Part of it is down to subscribing lots of prescription drugs, IIRC. 80 percent of the global opioid supply is consumed in the United States. Lots and lots of painkillers, which are totally different to those bad, illegal drugs.
Addiction in the US is dealt with through the criminal justice system, rather than the health care system. In the UK we are at least trying to deal with addictions through giving people the right support, but both here and in the US, the prisons are crowded with people with drug addictions and mental health problems.
Yeah the Dr's hand our Perocets like smarties over there, so I hear. America is just totally ****ed in almost every way.

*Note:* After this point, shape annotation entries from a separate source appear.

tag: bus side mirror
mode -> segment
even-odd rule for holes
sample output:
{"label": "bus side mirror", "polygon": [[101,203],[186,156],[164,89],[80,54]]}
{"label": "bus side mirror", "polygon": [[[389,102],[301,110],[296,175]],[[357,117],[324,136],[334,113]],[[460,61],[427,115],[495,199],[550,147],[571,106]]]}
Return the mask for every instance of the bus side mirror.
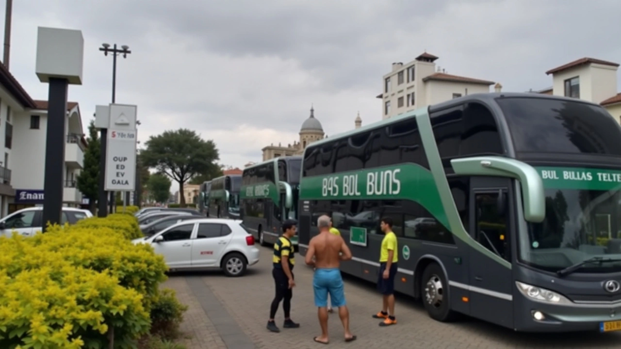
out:
{"label": "bus side mirror", "polygon": [[504,215],[505,211],[507,209],[507,196],[505,195],[502,189],[498,189],[498,199],[496,201],[496,209],[498,211],[499,215]]}

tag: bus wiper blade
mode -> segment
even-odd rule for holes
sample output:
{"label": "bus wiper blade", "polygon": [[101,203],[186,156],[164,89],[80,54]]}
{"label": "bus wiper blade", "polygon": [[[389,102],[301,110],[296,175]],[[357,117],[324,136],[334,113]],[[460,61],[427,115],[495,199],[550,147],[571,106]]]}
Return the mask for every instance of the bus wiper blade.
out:
{"label": "bus wiper blade", "polygon": [[584,265],[585,264],[589,264],[590,263],[599,263],[600,265],[601,265],[602,263],[604,263],[615,262],[615,261],[621,261],[621,259],[604,258],[604,257],[592,257],[591,258],[584,260],[581,262],[577,263],[573,265],[570,265],[569,266],[568,266],[564,269],[561,269],[561,270],[557,271],[556,274],[559,276],[564,276],[565,275],[571,274],[574,271],[576,271],[578,269],[580,269],[580,268],[582,267],[582,266]]}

The US Prison industry. It's a big money maker for some very rich people. Don't worry about all those peons being locked up. Most of them aren't white, anyway.
Yeah a good documentry about the US and drugs, prison etc is 'The House I live In' - brilliant watch, it's on Netflix. http://www.imdb.com/title/tt2125653/ But yeah during my time working in the prisons I witnessed some very sad things. People that clearly shouldn't be there just left sweating in a cell. Forced withdrawal from **** loads of meds they've had forced down their throats.
The 13th Amendment is so clever it's transferred slavery to the prison system and society falls for this bollocks.
Sickening really. And not dissimilar to big pharma in some respects, in that it pays to have people dependent on their system.